Methodology
Repsheet uses AI summarization to create unbiased summaries of Canadian MPs, based on their voting records.
This site, as well as the prompts used to generate the summaries, are all open source and available for you to see. We want these summaries to be as transparent and unbiased as possible, and welcome your help and suggestions to accomplish that.
View the source code
Provide feedback
Overview
Generating summaries of MPs is a five-step process:
- Data collection: We collect the voting records for each MP and bill records from the House of Commons.
- Bill summarization: We use AI to summarize the bill records (1st prompt).
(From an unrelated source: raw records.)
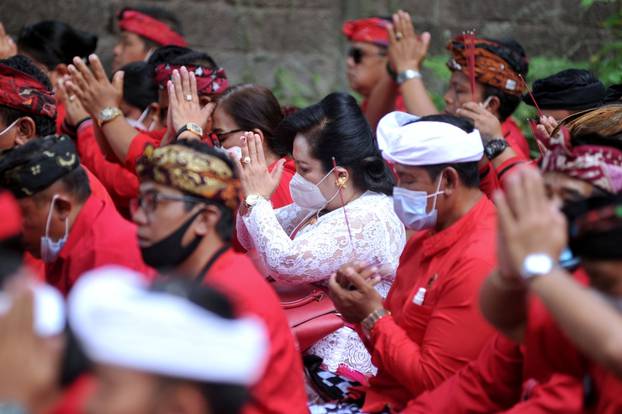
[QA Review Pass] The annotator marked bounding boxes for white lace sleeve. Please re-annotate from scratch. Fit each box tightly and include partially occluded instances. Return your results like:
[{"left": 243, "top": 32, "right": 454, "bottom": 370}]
[
  {"left": 242, "top": 195, "right": 405, "bottom": 284},
  {"left": 235, "top": 203, "right": 309, "bottom": 250}
]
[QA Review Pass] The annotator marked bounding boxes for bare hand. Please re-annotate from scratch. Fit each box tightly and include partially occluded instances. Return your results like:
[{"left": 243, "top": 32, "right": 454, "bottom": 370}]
[
  {"left": 0, "top": 289, "right": 62, "bottom": 409},
  {"left": 328, "top": 263, "right": 383, "bottom": 323},
  {"left": 456, "top": 102, "right": 503, "bottom": 143},
  {"left": 65, "top": 55, "right": 123, "bottom": 118},
  {"left": 235, "top": 132, "right": 285, "bottom": 200},
  {"left": 56, "top": 78, "right": 89, "bottom": 126},
  {"left": 388, "top": 10, "right": 431, "bottom": 73},
  {"left": 494, "top": 167, "right": 568, "bottom": 277},
  {"left": 168, "top": 66, "right": 216, "bottom": 138},
  {"left": 0, "top": 23, "right": 17, "bottom": 59}
]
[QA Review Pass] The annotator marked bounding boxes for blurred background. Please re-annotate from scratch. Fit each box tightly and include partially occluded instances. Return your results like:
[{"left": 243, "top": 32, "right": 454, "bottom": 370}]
[{"left": 0, "top": 0, "right": 622, "bottom": 115}]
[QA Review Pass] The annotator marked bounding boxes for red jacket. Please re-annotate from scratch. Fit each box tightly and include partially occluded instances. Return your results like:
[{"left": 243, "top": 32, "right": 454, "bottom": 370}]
[
  {"left": 203, "top": 249, "right": 308, "bottom": 414},
  {"left": 363, "top": 196, "right": 496, "bottom": 412},
  {"left": 76, "top": 120, "right": 140, "bottom": 213},
  {"left": 45, "top": 195, "right": 153, "bottom": 295}
]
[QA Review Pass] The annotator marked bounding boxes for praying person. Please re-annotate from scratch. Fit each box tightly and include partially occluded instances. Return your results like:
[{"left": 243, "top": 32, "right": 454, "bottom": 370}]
[
  {"left": 326, "top": 112, "right": 496, "bottom": 413},
  {"left": 237, "top": 93, "right": 405, "bottom": 392},
  {"left": 68, "top": 267, "right": 269, "bottom": 414},
  {"left": 112, "top": 7, "right": 188, "bottom": 71},
  {"left": 133, "top": 140, "right": 306, "bottom": 414},
  {"left": 0, "top": 135, "right": 149, "bottom": 295},
  {"left": 342, "top": 17, "right": 405, "bottom": 128}
]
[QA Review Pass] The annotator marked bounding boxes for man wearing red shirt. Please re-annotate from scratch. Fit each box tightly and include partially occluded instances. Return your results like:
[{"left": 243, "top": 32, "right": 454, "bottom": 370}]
[
  {"left": 133, "top": 140, "right": 307, "bottom": 414},
  {"left": 330, "top": 112, "right": 495, "bottom": 412},
  {"left": 0, "top": 135, "right": 149, "bottom": 294}
]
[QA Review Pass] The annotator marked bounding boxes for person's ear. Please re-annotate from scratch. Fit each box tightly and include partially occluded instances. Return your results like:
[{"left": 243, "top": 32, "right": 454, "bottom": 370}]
[
  {"left": 15, "top": 116, "right": 37, "bottom": 145},
  {"left": 194, "top": 205, "right": 222, "bottom": 236},
  {"left": 440, "top": 167, "right": 460, "bottom": 196}
]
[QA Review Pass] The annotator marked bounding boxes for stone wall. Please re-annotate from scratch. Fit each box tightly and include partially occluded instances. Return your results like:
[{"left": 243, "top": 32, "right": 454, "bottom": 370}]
[{"left": 0, "top": 0, "right": 619, "bottom": 104}]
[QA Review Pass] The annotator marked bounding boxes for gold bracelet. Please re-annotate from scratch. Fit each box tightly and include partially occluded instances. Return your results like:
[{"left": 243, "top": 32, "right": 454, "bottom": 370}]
[{"left": 361, "top": 308, "right": 391, "bottom": 339}]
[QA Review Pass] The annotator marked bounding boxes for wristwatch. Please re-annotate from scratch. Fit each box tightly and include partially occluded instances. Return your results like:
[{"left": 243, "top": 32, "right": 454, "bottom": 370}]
[
  {"left": 395, "top": 69, "right": 421, "bottom": 85},
  {"left": 97, "top": 106, "right": 123, "bottom": 127},
  {"left": 244, "top": 194, "right": 263, "bottom": 210},
  {"left": 520, "top": 253, "right": 555, "bottom": 280},
  {"left": 484, "top": 138, "right": 508, "bottom": 161},
  {"left": 175, "top": 122, "right": 203, "bottom": 139}
]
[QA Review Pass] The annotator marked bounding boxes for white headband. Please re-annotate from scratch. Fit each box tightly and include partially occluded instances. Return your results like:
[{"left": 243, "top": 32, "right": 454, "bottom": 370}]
[
  {"left": 376, "top": 112, "right": 484, "bottom": 166},
  {"left": 0, "top": 283, "right": 65, "bottom": 337},
  {"left": 68, "top": 267, "right": 268, "bottom": 385}
]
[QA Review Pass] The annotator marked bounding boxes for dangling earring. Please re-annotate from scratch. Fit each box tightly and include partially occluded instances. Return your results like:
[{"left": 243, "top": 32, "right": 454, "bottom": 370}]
[{"left": 335, "top": 175, "right": 348, "bottom": 188}]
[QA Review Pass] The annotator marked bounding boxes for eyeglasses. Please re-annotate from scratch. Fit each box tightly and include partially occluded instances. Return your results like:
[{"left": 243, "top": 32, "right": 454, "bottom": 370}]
[
  {"left": 348, "top": 47, "right": 386, "bottom": 65},
  {"left": 130, "top": 191, "right": 205, "bottom": 215},
  {"left": 211, "top": 129, "right": 246, "bottom": 144}
]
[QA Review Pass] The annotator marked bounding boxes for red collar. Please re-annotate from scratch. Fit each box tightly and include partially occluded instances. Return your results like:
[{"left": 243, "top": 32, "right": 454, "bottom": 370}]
[{"left": 58, "top": 195, "right": 106, "bottom": 260}]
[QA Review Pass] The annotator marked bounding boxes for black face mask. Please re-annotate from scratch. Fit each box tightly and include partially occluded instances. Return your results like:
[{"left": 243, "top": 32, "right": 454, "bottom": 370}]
[{"left": 140, "top": 210, "right": 203, "bottom": 269}]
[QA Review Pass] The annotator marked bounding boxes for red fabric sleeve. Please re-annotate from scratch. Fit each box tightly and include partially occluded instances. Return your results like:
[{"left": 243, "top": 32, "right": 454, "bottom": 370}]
[
  {"left": 404, "top": 334, "right": 523, "bottom": 414},
  {"left": 371, "top": 260, "right": 492, "bottom": 395},
  {"left": 77, "top": 121, "right": 139, "bottom": 210}
]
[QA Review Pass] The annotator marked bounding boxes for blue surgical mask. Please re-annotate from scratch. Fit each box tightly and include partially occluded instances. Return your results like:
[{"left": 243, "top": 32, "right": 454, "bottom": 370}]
[
  {"left": 393, "top": 174, "right": 445, "bottom": 230},
  {"left": 41, "top": 194, "right": 69, "bottom": 263}
]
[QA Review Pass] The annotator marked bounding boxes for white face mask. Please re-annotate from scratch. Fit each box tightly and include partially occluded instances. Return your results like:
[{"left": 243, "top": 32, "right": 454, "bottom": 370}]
[
  {"left": 289, "top": 168, "right": 339, "bottom": 210},
  {"left": 41, "top": 194, "right": 69, "bottom": 263},
  {"left": 393, "top": 174, "right": 445, "bottom": 230},
  {"left": 127, "top": 107, "right": 153, "bottom": 131}
]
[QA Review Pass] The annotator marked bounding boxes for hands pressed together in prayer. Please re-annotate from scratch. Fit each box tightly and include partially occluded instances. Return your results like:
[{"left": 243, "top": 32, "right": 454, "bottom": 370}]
[
  {"left": 328, "top": 262, "right": 388, "bottom": 323},
  {"left": 388, "top": 10, "right": 431, "bottom": 73},
  {"left": 494, "top": 167, "right": 568, "bottom": 285},
  {"left": 234, "top": 132, "right": 285, "bottom": 200}
]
- MP summarization stage 1: We split the bills into batches, and ask the AI to summarize the MP for each batch separately (2nd prompt).
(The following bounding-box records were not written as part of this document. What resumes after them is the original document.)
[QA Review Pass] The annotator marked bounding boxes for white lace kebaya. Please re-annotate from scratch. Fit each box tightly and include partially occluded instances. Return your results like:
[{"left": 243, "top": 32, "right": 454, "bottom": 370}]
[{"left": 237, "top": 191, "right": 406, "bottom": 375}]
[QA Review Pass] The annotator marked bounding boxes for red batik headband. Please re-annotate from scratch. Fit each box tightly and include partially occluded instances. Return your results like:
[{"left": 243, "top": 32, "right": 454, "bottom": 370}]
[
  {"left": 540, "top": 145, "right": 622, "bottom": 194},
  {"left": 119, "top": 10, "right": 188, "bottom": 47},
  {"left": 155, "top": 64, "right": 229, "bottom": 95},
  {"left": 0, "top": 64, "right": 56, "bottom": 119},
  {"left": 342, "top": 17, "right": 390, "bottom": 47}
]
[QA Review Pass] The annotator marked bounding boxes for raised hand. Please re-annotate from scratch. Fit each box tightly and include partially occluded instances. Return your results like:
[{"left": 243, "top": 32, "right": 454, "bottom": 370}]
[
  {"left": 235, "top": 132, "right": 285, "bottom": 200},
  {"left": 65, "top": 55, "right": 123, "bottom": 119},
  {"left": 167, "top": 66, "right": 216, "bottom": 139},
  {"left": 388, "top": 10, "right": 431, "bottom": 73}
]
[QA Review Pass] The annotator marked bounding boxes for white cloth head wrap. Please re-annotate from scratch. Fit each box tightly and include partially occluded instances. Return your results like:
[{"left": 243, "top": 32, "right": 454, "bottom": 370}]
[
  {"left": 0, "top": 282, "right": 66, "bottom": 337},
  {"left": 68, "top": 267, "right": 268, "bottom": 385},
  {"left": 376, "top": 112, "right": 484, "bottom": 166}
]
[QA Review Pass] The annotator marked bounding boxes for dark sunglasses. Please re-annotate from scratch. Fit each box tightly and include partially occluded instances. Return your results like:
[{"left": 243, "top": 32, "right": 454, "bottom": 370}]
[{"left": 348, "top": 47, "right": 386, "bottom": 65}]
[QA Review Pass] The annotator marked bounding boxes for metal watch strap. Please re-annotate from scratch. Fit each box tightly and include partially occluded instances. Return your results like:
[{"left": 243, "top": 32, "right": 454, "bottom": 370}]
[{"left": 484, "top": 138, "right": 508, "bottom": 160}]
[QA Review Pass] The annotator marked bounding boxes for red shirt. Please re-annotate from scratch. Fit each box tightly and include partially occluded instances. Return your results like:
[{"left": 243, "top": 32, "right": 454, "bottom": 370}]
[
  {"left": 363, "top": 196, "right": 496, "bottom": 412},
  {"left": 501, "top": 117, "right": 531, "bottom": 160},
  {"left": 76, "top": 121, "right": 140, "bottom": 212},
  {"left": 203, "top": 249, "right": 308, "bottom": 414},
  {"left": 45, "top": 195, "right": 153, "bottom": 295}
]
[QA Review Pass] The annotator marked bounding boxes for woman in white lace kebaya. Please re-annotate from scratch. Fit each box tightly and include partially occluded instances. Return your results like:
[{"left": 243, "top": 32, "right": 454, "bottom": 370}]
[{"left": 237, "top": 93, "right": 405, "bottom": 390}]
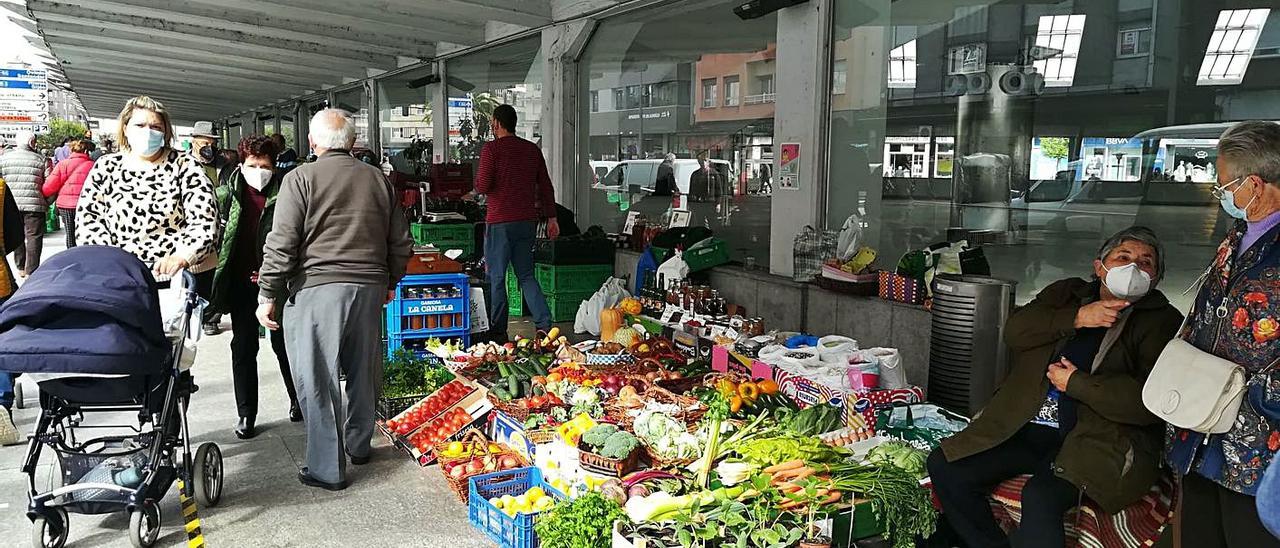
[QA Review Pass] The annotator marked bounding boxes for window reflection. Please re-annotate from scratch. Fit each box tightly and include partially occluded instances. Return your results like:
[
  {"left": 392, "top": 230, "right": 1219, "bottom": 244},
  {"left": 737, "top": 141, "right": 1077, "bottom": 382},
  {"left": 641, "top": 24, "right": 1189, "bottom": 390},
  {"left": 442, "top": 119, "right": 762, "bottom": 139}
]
[
  {"left": 827, "top": 0, "right": 1280, "bottom": 307},
  {"left": 576, "top": 1, "right": 778, "bottom": 268}
]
- MP summarization stage 2: Next, we take the MP summaries from each batch and ask the AI to merge them into a final combined summary of the MP (3rd prompt).
- MP short summary creation: We condense this MP summary into a single sentence summary (4th prompt).
1. Data collection
- Current MPs are collected from ourcommons.ca.
- Bill records are collected from parl.ca. We only fetch bills from the last 4 parliaments.
- Votes are collected from ourcommons.ca.
You can view our data collection code here.
2. Bill summarization
Model: Gemini Flash 2.0
For each bill voted on by a current MP over the previous four Parliaments, we use AI to create a summary.
The bills are summarized into issues, which allows us to highlight how MPs vote on those issues.
Before prompting the AI, we cleanup the bill XML to remove some XML tags that do not contain bill content. We clean this up to decrease the size of the prompt.
You can view the prompt used for this step here.
You can view the code used to perform this step here.
We use Gemini Flash 2.0 as it can process a large amount of input text (1M tokens, about 4M characters) and some bills were quite large.
3. MP summarization stage 1
Model: Claude Haiku or Claude Sonnet
For each member, we take the summaries of the bills voted on when they were an MP, and combine them with:
- The bill title
- The bill number
- The MP’s vote (Yea/Nay/Abstain)
- The voting statistics of the MP’s party (yeas/nays/abstains, party name not included)
- Whether this bill was a private member’s bill sponsored by this MP
We then split this into batches and ask the AI to summarize the MP for each batch separately.
You can view the prompt used for this step here.
You can view the code used to perform this step here.
We use Claude Haiku initially for each of these as we found it provided high quality summaries and was fast and reasonably priced, as we need to run a large number of these summaries. However, sometimes Haiku produced invalid JSON, or broken bill links, in which case we re-run the summary using Claude Sonnet, which is more expensive but produces higher quality summaries, and less prone to error.
4. MP summarization stage 2
Model: Claude Sonnet
We then combine the separate “batched” MP summaries of the MP’s voting records into one unified summary of the MP.
You can view the prompt used for this step here.
You can view the code used to perform this step here.
We use Clause Sonnet as it is more sophisticated than Claude Haiku, creating higher quality summaries, so it is a better choice for the step that produces the final output.
Why two stages?
We found experimentally that Anthropic’s Claude models were able to give the most informative summaries, but they are limited to a maximum of 200000 input “tokens” (one token is roughly 4 characters). This means that we were not able to provide the entire voting history in one prompt. We found that splitting the voting history into batches of bills worked well, and allowed us to get around the token limit.
At the moment we are using 23 batches, which we calculated as the maximum number of batches that we could provide to the AI which merges the summaries. This final summary merging step also has a maximum token count of 200000, and this initial summary step has a maximum output token count of 8192 tokens, and 200000 / 8192 is 24 (rounded down), then we subtract 1 to allow wrapper prompt that comes before the summary. So, 23 batches gives 23 * 8192 = 188416 tokens of summaries, leaving some space for the prompt that comes beforehand.
5. MP short summary creation
Model: Claude Sonnet
To create a short summary of the MP for the top of the page, and the Open Graph description, we use a final prompt to condense our larger MP summary generated in the previous steps.
You can view the prompt used for this step here.
You can view the code used to perform this step here.